In this previous post I had wondered about packaging "eBooks" (or is it "ebooks" or "e-books"?) in a password protected ZIP file.
The idea was that I'd have two main components:
- an online server that managed user login/credentials, etc.
- a custom web-browser that would be able to receive the ZIP password from the server upon user authentication and then read the ZIP contents into memory and push them out. This browser would disallow things like copy/pasting the content, printing, and accessing the content beyond a certain date, etc. depending upon permissions embedded in a permissions JSON file within the ZIP file.
The premise is that this could allow what are essentially web pages, i.e. applications, to be read with some sort of easy protection and without the necessary constraints (and benefits) that a standardized format like EPUB provides.
Anyway, I did some early tests using the PyQT/WebKit library for Python.
I wrapped a single-page HTML file in a password protected ZIP file and had the local instance of the browser open the file after reading the contents inside the ZIP file (but without actually unzipping the files).
I'm going to skip over HTML5 audio/video tags for now because I *think* they aren't working due to a bug with the WebKit for PyQt4. I haven't tried PyQT5 yet, by the way. At any rate, downloading videos is clearly out of the question. It may simply be better to restrict audio/video content to online content only. That's to say that the files are online, but still only accessible via the custom browser upon authentication. Hell, it may be better for ALL the content to be online only as that would make the whole ZIP file thing unnecessary.
But let me get back to the ZIP file.
I was wrong in thinking I only needed the two components mentioned above.
Then I realized I needed a third component, and intermediary between the ZIP file and the browser. And that's a local server that would proxy all the hyperlinks and include requests. It would then retrieve the file from the ZIP file and serve it back up with the appropriate HTTP header for the MIME type.

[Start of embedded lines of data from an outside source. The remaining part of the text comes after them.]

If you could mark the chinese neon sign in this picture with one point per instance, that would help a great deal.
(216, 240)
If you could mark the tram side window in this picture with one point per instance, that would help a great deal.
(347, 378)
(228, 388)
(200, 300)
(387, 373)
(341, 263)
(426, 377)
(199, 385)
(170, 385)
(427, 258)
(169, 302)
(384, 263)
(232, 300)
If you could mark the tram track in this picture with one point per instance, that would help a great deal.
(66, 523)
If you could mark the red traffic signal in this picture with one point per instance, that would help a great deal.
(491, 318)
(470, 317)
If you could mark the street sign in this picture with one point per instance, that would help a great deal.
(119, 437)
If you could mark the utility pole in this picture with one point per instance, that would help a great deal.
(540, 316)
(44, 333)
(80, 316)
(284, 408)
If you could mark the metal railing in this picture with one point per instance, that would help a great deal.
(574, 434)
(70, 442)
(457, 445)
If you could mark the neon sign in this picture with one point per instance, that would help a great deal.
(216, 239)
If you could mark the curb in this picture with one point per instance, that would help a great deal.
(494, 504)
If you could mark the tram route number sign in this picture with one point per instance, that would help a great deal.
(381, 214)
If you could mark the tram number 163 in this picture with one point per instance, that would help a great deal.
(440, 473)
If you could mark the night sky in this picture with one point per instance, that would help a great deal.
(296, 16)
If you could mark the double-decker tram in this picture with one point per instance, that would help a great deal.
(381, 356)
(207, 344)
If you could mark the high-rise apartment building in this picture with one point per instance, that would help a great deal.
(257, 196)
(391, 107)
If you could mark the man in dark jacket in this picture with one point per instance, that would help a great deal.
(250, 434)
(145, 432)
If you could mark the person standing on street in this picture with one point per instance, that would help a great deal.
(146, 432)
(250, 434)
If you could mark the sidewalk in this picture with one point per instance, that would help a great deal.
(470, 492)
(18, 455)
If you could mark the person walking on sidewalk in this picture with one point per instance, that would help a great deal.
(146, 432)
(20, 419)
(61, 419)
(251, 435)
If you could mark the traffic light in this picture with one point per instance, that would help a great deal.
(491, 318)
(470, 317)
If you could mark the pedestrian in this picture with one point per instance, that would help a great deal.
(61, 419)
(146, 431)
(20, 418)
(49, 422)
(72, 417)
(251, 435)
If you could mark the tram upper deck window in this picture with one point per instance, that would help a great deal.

To do that I needed a Python web-framework, preferably lightweight and with easy-to-follow documentation.
After finding the documentation for CherryPy a little too involved, I stumbled upon Bottle. And I'm sure glad I did. This whole ZIP thing was a proof-of-concept so I doubt it'll go anywhere (I still like the idea of a custom browser accessing protected online content). But I definitely see myself using Bottle to make desktop applications that look/feel like web applications.
… the proxy thing is working but loading large images is a little slow, so there it is.